Hepatitis C is an infection of the liver caused by the hepatitis C virus (HCV). HCV is a blood-borne virus and can be passed from an infected person to a healthy person through blood contact. It can also be transmitted through shared syringes, sexual contact, from an infected mother to her baby (during childbirth or through breastfeeding) and, rarely, through contaminated objects.

HCV infection can develop in two stages: acute and chronic. Acute hepatitis C occurs within the first 6 months of infection. During this period, patients are usually asymptomatic or may experience non-specific symptoms such as mild flu-like symptoms, fatigue, nausea, abdominal pain. Most acute infections resolve spontaneously, but some people can become chronic.

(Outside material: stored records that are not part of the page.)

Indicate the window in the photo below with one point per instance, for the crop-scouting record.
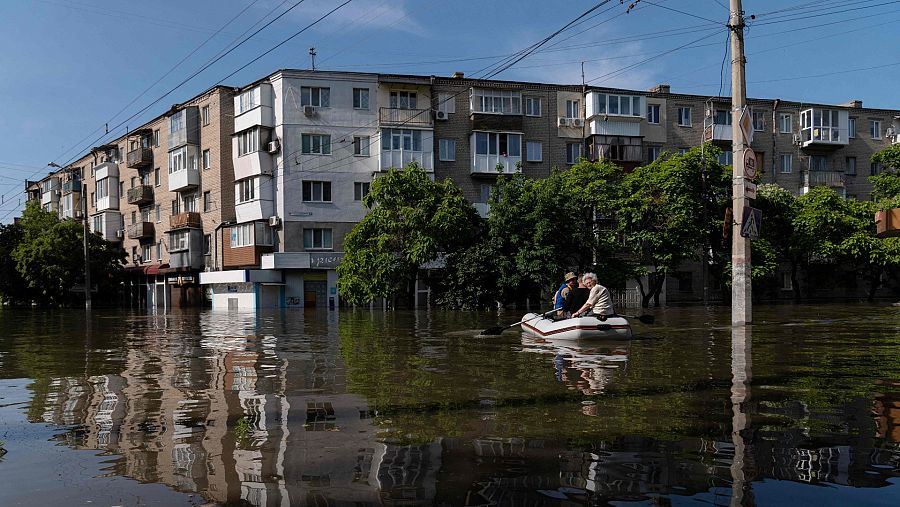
(360, 98)
(317, 239)
(401, 140)
(492, 143)
(248, 141)
(787, 163)
(176, 122)
(496, 101)
(315, 144)
(361, 145)
(179, 240)
(653, 114)
(850, 163)
(317, 191)
(403, 100)
(245, 190)
(573, 152)
(533, 151)
(684, 116)
(759, 121)
(572, 109)
(447, 150)
(447, 102)
(532, 106)
(360, 189)
(249, 99)
(786, 122)
(875, 129)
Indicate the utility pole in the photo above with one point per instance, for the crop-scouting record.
(741, 292)
(87, 252)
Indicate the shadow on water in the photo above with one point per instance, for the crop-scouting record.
(318, 408)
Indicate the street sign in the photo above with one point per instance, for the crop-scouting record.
(751, 222)
(749, 164)
(746, 123)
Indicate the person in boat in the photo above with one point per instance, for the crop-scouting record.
(599, 302)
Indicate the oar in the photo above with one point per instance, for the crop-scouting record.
(499, 330)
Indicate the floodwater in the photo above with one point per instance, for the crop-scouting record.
(414, 408)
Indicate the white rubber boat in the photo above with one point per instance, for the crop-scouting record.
(579, 328)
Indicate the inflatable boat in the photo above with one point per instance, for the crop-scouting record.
(578, 328)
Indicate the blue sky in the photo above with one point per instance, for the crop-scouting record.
(73, 67)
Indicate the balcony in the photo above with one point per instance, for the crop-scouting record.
(190, 219)
(141, 157)
(141, 230)
(388, 116)
(141, 194)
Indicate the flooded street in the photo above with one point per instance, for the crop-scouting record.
(415, 408)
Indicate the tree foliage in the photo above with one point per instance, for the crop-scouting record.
(410, 222)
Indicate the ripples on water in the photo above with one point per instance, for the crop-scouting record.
(316, 408)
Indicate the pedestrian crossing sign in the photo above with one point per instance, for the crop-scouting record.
(751, 222)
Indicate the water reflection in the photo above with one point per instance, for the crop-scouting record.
(373, 409)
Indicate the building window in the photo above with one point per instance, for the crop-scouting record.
(787, 163)
(850, 162)
(759, 121)
(573, 152)
(317, 191)
(684, 116)
(875, 129)
(403, 100)
(496, 101)
(248, 141)
(532, 106)
(447, 150)
(360, 189)
(361, 145)
(573, 109)
(245, 190)
(317, 239)
(653, 114)
(249, 99)
(315, 144)
(786, 123)
(360, 98)
(447, 102)
(533, 151)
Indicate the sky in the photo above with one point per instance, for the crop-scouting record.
(71, 70)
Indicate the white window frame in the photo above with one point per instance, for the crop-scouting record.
(447, 150)
(534, 151)
(316, 191)
(316, 96)
(325, 240)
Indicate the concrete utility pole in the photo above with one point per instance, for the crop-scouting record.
(741, 292)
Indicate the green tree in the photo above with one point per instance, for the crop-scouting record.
(411, 221)
(50, 259)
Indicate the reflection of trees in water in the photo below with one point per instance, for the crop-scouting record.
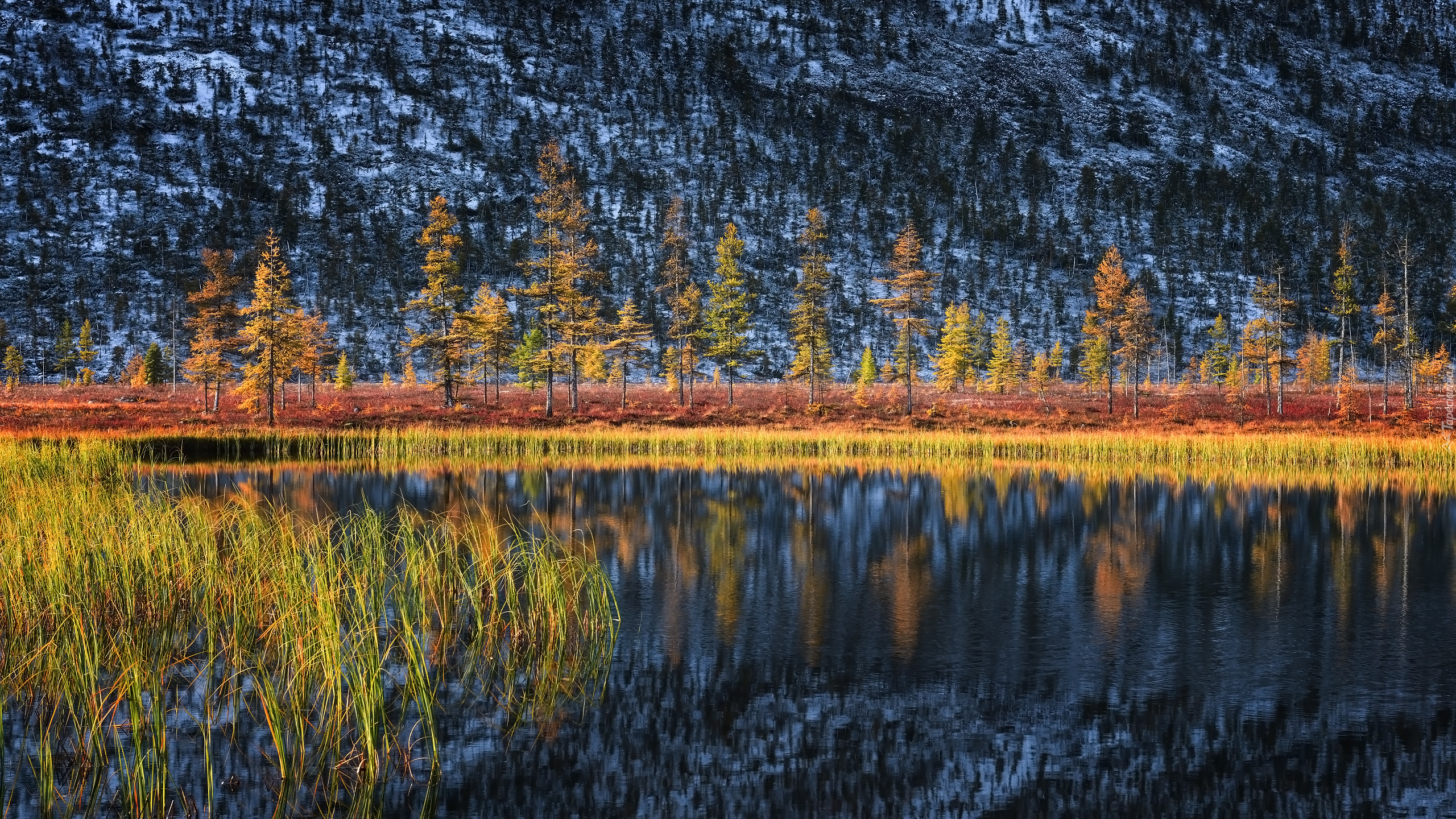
(921, 643)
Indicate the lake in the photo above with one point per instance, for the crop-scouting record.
(960, 643)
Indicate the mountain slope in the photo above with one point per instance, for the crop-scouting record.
(1212, 142)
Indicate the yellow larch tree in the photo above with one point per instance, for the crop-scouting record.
(908, 302)
(809, 321)
(437, 304)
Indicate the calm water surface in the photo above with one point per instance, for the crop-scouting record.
(965, 644)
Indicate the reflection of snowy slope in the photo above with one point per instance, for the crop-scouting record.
(961, 643)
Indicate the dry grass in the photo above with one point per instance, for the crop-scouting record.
(51, 410)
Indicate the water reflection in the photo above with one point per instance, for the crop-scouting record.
(965, 643)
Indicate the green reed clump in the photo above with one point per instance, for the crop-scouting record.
(133, 615)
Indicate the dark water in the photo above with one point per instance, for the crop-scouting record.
(969, 644)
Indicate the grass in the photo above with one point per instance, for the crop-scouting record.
(134, 617)
(606, 446)
(50, 410)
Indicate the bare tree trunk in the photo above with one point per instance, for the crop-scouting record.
(1138, 374)
(905, 338)
(574, 382)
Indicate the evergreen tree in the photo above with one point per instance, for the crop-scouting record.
(311, 350)
(1269, 297)
(1135, 325)
(730, 312)
(14, 365)
(981, 350)
(1215, 366)
(911, 291)
(954, 361)
(683, 296)
(214, 325)
(631, 344)
(271, 336)
(555, 276)
(152, 371)
(865, 377)
(437, 336)
(66, 350)
(809, 321)
(342, 375)
(1002, 371)
(1260, 353)
(85, 354)
(490, 331)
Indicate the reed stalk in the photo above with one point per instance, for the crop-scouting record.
(131, 613)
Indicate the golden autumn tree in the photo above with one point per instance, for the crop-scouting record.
(270, 337)
(1135, 325)
(1345, 308)
(214, 325)
(491, 337)
(956, 350)
(809, 321)
(555, 276)
(437, 336)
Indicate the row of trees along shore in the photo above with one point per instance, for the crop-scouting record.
(558, 333)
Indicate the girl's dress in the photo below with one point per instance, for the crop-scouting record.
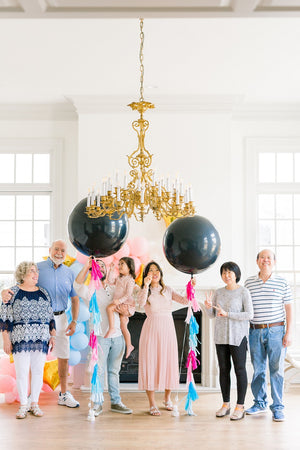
(158, 349)
(123, 291)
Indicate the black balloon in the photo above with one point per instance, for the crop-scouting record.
(191, 244)
(98, 237)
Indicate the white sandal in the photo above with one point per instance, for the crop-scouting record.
(238, 413)
(22, 413)
(168, 405)
(154, 411)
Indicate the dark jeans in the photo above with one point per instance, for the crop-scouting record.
(238, 355)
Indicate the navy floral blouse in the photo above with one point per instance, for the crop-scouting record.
(28, 317)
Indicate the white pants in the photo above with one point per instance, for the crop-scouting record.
(35, 361)
(62, 343)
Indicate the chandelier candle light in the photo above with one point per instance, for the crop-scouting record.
(145, 191)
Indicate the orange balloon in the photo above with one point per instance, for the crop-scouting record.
(51, 374)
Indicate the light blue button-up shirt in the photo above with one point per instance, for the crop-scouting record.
(58, 282)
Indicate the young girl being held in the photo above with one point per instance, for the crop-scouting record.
(123, 301)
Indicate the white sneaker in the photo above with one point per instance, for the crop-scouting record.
(67, 399)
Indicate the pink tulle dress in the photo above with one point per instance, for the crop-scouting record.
(123, 291)
(158, 350)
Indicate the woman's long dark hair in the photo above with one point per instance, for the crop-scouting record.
(130, 264)
(161, 281)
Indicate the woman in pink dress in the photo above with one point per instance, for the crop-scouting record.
(158, 352)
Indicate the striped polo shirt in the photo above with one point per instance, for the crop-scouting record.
(269, 298)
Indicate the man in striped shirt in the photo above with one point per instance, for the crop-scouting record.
(270, 334)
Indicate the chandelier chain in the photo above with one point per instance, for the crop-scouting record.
(141, 60)
(146, 190)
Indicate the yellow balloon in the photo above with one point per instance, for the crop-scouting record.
(51, 374)
(67, 262)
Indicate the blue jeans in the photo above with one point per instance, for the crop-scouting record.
(267, 343)
(110, 358)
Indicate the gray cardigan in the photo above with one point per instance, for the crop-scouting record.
(232, 329)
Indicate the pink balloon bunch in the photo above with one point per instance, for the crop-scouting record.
(137, 248)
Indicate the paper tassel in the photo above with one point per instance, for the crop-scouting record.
(96, 316)
(191, 359)
(93, 343)
(96, 389)
(191, 397)
(189, 314)
(96, 276)
(194, 327)
(189, 375)
(190, 292)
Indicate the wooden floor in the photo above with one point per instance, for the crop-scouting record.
(65, 428)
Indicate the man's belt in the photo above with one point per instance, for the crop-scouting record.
(256, 326)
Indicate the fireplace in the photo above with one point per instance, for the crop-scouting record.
(129, 367)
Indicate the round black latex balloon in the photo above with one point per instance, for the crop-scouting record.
(191, 244)
(98, 237)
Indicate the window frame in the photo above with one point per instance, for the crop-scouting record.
(54, 148)
(253, 147)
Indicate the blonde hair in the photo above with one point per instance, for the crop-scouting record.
(22, 270)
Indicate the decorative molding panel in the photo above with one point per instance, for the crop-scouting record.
(147, 8)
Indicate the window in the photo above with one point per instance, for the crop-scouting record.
(26, 203)
(273, 195)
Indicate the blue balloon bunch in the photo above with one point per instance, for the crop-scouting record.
(80, 339)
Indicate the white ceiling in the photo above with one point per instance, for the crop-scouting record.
(53, 49)
(148, 8)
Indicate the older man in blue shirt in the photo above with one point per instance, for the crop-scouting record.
(58, 280)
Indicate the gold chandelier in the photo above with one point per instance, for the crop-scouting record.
(144, 192)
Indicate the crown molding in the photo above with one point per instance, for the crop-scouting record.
(267, 111)
(104, 104)
(38, 111)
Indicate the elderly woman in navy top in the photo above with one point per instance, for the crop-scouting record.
(232, 307)
(28, 327)
(58, 280)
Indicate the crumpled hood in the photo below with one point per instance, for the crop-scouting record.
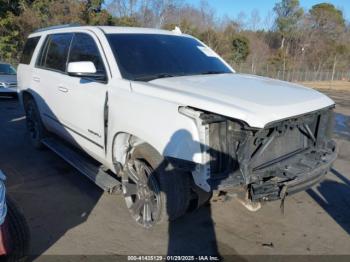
(255, 100)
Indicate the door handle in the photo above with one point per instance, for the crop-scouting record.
(36, 78)
(62, 89)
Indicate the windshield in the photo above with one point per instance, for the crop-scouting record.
(6, 69)
(144, 57)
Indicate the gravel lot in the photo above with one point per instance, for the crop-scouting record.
(68, 215)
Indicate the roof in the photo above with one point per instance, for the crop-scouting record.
(105, 29)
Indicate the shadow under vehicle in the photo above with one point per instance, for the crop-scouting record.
(8, 80)
(14, 231)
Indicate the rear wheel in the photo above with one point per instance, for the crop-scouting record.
(154, 192)
(18, 233)
(35, 127)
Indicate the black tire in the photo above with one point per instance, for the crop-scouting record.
(35, 127)
(18, 233)
(170, 188)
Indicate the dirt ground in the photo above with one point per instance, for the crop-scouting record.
(68, 215)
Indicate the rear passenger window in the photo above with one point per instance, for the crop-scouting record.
(28, 50)
(85, 49)
(55, 52)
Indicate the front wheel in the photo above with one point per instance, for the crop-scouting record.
(154, 192)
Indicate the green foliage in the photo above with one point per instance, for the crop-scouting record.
(288, 14)
(327, 16)
(126, 21)
(318, 40)
(240, 49)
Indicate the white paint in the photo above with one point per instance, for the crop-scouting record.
(149, 110)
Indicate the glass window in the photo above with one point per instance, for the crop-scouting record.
(28, 50)
(6, 69)
(84, 49)
(145, 57)
(57, 52)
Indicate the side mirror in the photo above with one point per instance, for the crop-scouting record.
(84, 69)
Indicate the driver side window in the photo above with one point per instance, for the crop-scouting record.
(84, 49)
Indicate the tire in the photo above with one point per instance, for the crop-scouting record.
(18, 232)
(168, 191)
(35, 127)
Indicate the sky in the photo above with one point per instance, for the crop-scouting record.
(233, 8)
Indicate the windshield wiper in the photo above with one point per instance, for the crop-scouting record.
(153, 77)
(213, 73)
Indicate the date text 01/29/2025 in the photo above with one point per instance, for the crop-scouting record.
(173, 258)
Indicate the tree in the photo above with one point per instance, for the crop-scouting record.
(240, 49)
(288, 14)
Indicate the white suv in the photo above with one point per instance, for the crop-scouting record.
(163, 117)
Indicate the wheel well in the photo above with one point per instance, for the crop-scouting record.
(122, 143)
(26, 96)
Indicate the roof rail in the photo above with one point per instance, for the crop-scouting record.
(56, 27)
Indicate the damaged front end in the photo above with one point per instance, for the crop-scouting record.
(283, 158)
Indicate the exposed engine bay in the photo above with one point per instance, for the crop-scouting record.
(283, 158)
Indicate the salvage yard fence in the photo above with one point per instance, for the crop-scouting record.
(302, 76)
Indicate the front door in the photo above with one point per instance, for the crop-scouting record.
(82, 101)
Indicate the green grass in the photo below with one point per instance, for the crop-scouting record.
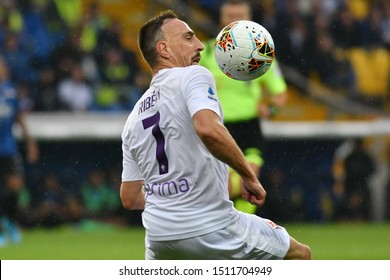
(328, 242)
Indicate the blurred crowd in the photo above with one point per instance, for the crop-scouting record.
(62, 58)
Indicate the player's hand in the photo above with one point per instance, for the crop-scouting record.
(253, 192)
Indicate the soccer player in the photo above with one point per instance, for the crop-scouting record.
(175, 155)
(242, 102)
(11, 166)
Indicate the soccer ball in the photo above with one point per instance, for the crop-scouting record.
(244, 50)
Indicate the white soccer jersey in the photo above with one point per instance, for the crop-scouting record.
(185, 186)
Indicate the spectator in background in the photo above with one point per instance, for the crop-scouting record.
(45, 91)
(74, 93)
(19, 60)
(11, 165)
(118, 71)
(344, 29)
(352, 169)
(95, 195)
(370, 31)
(333, 71)
(66, 55)
(55, 206)
(359, 167)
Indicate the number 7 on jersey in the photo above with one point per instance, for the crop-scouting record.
(160, 140)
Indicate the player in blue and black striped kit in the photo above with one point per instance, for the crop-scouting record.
(11, 167)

Chronic hepatitis C refers to when the infection lasts longer than 6 months. Chronic hepatitis C is a condition in the liver that can progress over time. Patients are usually asymptomatic for a long time, but later on they can develop serious complications such as liver damage, cirrhosis (widespread and permanent damage to the liver), liver cancer or liver failure.

Hepatitis C is diagnosed by blood tests for HCV antibodies and HCV RNA. These tests are used to determine whether the infection is present and active. Liver function tests and imaging tests may also be done to assess the condition of the liver.

Hepatitis C is treated with antiviral drugs. With advances in medical technology, the treatment of chronic hepatitis C has become highly successful. The new generation of antiviral drugs are highly capable of destroying the virus and the duration of treatment usually ranges from 8 to 12 weeks.

Prevention of hepatitis C includes measures to prevent transmission of the infection. These include safe blood transfusions, use of sterile syringes, protected sex, medical interventions to prevent transmission from an infected mother to her baby, and adherence to hygiene rules. In addition, there is no hepatitis C vaccine, but vaccination against hepatitis A and B is recommended.

Hepatitis C can be controlled with early detection and appropriate treatment. It is important for people infected with the hepatitis C virus to talk to their healthcare provider and get information about appropriate treatment options.